As the association’s new chief, Rees will favour events and services adapted for every region. “A one-size-fits-all approach will no longer allow ICCA to grow its global influence. By providing each regional office with the flexibility to adapt its services, in line with the strategic plan, ICCA will deliver enhanced benefits to its members,” he said.

Freysen-Pretorius: limited-term contract for future ICCA CEOs

Meanwhile, Freysen-Pretorius has revealed a new approach to ICCA’s future CEO engagement, which will now be limited to a three-year term contract that is renewable based on performance and board approval.

ICCA is expected to have a new CEO by April 2019, having tapped Brussels-based European Affairs Recruitment Specialist (EARS) to assist in selecting and evaluating candidates, with closing date for application on January 15.

Freysen-Pretorious reported before the General Assembly that ending former CEO Martin Sirk’s 16-year tenure was “not a decision that happened overnight made by any one individual but rather the outcome of several concerns that the board had over an extended period”.

She explained that ICCA’s growth in a global environment of constant change and disruption forced the board to ask where will it be in the next decade and whether its mission and vision are still appropriate.
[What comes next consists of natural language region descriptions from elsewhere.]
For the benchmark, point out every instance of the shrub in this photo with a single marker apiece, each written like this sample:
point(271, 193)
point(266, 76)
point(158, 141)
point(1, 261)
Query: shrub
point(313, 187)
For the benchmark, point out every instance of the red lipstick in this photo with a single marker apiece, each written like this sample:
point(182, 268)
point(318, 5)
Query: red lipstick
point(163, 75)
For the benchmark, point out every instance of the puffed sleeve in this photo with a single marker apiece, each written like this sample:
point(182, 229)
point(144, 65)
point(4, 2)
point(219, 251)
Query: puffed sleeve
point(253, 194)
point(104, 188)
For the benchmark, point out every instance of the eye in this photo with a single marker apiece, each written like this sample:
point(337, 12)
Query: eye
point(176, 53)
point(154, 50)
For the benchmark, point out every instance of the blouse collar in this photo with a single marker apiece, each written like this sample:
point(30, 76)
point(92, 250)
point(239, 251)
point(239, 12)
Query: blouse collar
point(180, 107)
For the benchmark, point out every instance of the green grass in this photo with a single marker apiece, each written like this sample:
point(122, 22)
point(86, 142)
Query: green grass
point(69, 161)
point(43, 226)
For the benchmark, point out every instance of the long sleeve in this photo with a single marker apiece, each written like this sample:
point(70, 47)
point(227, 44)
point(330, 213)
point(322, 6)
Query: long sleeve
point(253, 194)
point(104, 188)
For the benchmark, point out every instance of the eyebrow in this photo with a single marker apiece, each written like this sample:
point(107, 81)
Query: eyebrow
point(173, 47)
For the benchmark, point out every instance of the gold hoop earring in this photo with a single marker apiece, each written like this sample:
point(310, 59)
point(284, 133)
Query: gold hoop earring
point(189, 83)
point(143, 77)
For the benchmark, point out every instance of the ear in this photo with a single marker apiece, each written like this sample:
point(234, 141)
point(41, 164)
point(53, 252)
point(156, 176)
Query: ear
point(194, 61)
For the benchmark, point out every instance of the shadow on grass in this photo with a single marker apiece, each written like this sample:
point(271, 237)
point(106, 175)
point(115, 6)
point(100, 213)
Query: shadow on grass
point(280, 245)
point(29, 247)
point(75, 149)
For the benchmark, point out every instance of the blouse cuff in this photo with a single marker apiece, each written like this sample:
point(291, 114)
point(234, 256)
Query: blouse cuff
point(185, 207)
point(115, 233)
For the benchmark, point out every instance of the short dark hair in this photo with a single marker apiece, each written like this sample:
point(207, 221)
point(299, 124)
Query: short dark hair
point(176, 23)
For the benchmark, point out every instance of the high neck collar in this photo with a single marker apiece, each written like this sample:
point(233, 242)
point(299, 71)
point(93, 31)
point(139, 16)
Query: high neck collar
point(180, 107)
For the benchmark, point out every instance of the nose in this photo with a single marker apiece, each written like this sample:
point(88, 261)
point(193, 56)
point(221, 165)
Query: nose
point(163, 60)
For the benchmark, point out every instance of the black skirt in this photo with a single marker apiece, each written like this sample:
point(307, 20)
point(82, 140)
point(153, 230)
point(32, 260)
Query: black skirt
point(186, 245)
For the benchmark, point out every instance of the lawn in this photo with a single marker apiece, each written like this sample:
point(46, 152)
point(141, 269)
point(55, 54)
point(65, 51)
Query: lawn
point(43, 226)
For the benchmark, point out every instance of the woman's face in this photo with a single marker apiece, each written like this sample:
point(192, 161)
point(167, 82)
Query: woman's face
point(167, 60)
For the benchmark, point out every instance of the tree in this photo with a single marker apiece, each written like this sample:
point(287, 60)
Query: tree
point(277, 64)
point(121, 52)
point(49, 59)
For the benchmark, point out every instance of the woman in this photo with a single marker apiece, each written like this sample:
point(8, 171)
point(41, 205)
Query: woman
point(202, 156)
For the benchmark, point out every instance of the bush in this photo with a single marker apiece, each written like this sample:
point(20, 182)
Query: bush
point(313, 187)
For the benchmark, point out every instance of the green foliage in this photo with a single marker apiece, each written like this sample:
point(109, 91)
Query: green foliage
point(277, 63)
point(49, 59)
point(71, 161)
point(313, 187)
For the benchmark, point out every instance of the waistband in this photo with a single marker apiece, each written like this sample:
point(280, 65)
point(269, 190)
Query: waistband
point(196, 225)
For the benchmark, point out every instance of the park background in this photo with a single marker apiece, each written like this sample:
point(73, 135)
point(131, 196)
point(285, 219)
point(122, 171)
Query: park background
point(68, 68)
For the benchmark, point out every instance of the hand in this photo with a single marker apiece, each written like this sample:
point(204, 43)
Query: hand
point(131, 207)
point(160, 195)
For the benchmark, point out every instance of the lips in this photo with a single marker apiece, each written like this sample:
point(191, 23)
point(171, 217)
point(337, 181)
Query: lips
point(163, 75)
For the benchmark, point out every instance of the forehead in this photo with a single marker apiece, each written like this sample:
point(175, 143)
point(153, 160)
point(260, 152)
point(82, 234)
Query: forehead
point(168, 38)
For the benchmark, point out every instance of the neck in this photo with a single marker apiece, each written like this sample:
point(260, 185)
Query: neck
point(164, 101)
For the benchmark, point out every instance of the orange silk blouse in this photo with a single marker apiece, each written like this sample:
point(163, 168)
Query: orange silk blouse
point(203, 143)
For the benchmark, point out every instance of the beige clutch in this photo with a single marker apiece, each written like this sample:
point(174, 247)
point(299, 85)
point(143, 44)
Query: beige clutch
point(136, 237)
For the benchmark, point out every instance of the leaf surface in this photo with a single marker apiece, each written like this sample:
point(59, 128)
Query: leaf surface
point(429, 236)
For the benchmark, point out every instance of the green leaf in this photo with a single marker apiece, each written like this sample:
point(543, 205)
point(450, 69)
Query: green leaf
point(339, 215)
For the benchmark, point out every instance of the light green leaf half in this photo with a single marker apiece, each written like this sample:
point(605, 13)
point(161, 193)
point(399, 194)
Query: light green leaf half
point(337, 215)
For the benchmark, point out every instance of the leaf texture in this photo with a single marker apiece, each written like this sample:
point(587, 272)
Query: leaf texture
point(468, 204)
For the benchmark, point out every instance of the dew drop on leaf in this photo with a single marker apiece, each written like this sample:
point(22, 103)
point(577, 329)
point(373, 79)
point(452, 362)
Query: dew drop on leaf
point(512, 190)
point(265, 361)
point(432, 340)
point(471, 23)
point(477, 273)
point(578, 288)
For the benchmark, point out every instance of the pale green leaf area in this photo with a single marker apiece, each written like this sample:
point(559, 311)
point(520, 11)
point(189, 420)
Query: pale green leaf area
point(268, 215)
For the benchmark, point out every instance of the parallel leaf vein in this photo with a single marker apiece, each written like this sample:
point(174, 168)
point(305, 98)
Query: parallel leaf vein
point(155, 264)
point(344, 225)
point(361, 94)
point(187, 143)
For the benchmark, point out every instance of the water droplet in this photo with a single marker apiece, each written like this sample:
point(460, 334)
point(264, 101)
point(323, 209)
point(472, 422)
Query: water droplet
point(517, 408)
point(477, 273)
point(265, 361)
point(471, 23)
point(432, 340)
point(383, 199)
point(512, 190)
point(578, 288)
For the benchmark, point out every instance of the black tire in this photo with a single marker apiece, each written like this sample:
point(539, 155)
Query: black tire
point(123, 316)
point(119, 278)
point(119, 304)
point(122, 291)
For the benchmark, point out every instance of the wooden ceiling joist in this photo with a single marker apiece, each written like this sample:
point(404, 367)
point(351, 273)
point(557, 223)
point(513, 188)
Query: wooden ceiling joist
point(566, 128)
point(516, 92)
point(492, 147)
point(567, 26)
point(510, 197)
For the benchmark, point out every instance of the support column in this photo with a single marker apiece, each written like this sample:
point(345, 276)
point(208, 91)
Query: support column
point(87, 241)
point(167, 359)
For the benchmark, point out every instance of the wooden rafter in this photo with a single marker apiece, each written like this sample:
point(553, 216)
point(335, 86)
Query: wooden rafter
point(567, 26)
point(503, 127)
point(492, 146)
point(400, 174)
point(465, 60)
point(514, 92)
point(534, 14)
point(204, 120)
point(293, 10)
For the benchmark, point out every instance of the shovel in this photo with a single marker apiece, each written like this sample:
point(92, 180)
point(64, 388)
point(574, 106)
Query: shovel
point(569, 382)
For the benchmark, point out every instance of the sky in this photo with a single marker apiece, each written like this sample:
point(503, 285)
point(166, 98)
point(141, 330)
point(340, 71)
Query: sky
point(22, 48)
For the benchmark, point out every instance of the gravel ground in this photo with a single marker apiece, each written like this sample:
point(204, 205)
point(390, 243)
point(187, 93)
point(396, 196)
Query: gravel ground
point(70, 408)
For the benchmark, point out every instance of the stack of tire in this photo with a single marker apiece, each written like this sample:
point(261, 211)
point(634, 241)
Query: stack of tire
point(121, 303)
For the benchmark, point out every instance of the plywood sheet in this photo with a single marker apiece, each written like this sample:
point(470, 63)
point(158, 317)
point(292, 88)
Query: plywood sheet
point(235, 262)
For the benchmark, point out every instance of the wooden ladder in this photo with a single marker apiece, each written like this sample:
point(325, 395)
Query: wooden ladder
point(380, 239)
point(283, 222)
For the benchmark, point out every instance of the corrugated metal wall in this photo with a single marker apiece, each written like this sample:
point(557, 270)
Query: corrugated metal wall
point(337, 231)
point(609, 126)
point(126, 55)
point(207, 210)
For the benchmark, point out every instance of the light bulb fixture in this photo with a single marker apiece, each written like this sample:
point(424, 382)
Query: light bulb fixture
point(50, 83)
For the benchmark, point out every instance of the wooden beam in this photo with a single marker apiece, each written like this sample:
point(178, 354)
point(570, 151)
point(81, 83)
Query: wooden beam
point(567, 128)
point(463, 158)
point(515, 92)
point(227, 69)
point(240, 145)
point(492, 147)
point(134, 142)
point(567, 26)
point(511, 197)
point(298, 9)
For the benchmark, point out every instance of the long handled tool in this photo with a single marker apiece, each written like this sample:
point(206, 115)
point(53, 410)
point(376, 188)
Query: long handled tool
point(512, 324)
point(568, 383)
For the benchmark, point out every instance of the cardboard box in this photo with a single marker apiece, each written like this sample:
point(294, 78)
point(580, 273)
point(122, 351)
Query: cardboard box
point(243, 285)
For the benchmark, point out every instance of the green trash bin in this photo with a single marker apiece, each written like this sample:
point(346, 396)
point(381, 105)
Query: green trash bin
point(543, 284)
The board’s eventual unanimous decision was that Sirk was not the right person to activate and implement ICCA’s vision and objectives.

The skills of the CEO of an organisation the size of ICCA “necessitates a strong understanding of financial management, controls and reporting to be in place always for us to continue our growth and thrive,” remarked Freysen-Pretorius.

“We need leadership that can implement an operational structure that is supported by proper checks and balances while maintaining the ICCA family style ethos. Our business model and approach has to be reevaluated for future growth,” she added.

Freysen-Pretorious told TTGmice that Sirk’s termination has financial implications. “The CEO contract stipulated that ICCA had to give 12 months’ notice and in addition would be liable for another 12 months of severance pay under the Dutch labour law,” she said.